In the last couple of days I featured information on new advertising campaigns by British Railway company GWR and New Yorker magazine. This got me to thinking about a pet subject which is why (often) are contemporary commercial graphics unsigned.

The answer is that now indispensable ‘creative’ who wants to be the star of the show : the Art Director.

As a comic aside, I found myself working in such a set up for a well known UK retailer in the 1990’s developing such iconic designs as the ‘Moo Shed’ and the ‘Garden Gang’ : more on that another time.

What I did learn from that experience is how uber competitive it can be to be the one that ‘lands the concept’ and ‘pitches the campaign’ . Very little room for a talented artist to be heard under these circumstances.

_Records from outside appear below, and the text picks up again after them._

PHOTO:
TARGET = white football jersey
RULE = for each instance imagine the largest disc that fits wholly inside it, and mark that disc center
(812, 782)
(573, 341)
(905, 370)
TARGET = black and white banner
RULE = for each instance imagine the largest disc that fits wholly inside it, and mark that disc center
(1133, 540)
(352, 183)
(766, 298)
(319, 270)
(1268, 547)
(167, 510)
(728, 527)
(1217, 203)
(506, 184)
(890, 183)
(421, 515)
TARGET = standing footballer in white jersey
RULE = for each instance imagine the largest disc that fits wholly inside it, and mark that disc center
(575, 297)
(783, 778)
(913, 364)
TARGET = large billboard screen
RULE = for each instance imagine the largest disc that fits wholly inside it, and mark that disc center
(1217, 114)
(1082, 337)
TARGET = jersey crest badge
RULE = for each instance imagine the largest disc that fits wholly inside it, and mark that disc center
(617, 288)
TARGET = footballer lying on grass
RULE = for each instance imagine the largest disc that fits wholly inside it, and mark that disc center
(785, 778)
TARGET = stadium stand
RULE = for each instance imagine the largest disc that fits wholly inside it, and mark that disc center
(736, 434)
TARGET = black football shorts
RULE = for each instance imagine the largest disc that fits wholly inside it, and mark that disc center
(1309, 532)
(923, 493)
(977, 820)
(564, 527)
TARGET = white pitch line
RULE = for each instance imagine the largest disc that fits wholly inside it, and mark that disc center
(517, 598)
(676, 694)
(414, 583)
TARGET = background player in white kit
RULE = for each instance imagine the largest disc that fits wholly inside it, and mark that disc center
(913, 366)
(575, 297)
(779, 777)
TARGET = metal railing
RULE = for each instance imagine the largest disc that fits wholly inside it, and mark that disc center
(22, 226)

The history bit:  Pre WW2, American corporations began to take note of the graphic design revolution taking place in France, Germany and Russia. In 1928 Conde Nast, editor of Vogue and Vanity Fair bought in design guru M F Agha from Germany to revolutionise its front covers and ‘look’. Harpers Bizarre followed suit bringing Alexey Brodovitch over from Paris. Bringing in the likes of Cassandre, Saul Steinberg and nurturing the talents of the likes of Richard Avendon they set a new benchmark for the deign concept of the magazine as a whole. Brodovitch was known for marathon layout sessions to show of the magazines sequence or ‘layout’ to the best graphic effect.

Harpers covers.PNG

Others followed suit : notably Fortune Magazine (who’s covers i have admired in other posts)

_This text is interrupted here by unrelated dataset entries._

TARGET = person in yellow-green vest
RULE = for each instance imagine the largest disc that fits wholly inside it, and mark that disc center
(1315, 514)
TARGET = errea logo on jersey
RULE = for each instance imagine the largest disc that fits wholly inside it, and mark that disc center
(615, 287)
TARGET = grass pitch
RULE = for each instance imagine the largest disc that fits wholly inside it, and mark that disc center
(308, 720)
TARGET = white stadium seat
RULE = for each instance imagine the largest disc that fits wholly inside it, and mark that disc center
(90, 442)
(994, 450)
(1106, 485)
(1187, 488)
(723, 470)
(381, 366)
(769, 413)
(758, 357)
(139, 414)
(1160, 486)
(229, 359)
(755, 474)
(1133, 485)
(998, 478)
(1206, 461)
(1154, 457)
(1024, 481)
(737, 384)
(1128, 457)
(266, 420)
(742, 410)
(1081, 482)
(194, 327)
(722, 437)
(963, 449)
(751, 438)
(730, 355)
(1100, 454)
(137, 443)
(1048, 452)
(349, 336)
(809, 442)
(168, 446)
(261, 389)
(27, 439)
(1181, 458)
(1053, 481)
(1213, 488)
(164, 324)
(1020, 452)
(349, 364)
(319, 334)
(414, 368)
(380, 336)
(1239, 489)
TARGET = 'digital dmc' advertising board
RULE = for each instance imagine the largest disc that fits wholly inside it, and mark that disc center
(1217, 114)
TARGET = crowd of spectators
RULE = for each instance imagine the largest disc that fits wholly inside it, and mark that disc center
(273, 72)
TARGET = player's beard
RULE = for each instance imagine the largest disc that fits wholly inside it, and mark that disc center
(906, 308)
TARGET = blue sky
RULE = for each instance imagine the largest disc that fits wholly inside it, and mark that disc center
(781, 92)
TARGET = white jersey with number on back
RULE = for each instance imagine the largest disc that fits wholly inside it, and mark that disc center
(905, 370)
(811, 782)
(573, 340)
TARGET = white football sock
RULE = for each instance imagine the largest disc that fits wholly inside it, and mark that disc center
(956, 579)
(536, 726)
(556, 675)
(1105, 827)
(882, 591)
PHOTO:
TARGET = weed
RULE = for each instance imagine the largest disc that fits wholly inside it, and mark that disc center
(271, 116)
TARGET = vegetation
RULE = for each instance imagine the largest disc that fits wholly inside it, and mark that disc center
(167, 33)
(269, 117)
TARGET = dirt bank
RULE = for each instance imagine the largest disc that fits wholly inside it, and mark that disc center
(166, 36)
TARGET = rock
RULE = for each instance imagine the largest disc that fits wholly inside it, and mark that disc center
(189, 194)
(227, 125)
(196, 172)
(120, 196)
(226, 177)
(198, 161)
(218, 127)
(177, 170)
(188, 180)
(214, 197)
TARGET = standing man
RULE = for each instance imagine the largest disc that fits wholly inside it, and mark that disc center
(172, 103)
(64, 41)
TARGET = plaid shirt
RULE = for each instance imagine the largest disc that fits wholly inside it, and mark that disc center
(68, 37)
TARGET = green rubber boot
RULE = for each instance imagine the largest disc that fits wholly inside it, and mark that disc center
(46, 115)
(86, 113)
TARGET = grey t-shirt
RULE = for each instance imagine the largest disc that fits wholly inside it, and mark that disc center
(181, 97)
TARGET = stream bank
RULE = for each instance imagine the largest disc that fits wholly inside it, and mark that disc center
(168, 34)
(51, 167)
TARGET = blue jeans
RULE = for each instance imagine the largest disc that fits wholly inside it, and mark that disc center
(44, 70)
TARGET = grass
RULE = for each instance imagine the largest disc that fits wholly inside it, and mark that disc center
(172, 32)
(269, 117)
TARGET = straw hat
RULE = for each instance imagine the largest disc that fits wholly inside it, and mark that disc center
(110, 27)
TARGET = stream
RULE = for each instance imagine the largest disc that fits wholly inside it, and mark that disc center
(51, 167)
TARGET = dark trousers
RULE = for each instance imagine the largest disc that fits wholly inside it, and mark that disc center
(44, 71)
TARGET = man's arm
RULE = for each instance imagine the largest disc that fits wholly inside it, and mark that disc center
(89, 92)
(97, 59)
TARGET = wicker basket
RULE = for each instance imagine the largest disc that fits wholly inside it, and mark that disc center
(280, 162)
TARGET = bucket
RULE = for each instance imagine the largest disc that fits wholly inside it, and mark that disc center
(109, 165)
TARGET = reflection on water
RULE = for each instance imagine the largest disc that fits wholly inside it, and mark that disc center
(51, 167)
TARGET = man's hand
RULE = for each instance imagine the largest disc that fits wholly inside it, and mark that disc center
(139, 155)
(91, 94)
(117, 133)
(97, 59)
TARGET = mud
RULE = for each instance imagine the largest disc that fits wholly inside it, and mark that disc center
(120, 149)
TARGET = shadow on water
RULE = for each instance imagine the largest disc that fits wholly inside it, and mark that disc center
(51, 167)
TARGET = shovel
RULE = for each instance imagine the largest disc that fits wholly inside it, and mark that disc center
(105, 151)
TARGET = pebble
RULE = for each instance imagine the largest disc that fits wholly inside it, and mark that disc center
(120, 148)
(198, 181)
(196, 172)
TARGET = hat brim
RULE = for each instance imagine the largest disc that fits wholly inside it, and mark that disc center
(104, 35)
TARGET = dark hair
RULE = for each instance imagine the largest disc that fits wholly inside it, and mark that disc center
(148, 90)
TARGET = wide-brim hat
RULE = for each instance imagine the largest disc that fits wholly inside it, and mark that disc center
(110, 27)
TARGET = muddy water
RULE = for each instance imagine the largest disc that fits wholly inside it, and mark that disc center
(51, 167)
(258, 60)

Digging in, it makes sense why I have bemoaned the lack of American graphics from the 1920s and 1930s : the reason is simple, the European influence did not com along until around 1932. One of the leaders Sascha Maurer from Germany

Sascher Maurer montage.PNG

American born Lester Beall picked up the idiom to great effect and added his own layer of simplicity

Lester Beall montage.PNG

Earnest Elmo Calkins of Ad Agency Calkins and Holden developed the use of a ‘creative team’

Around this time the concept of a ‘house style’ was being established and although some of the greatest poster artists of all time were involved around and just post WW2, their work was beginning to be constrained by the brands and agencies.

The era of the Art Director had begun and things would never be quite the same.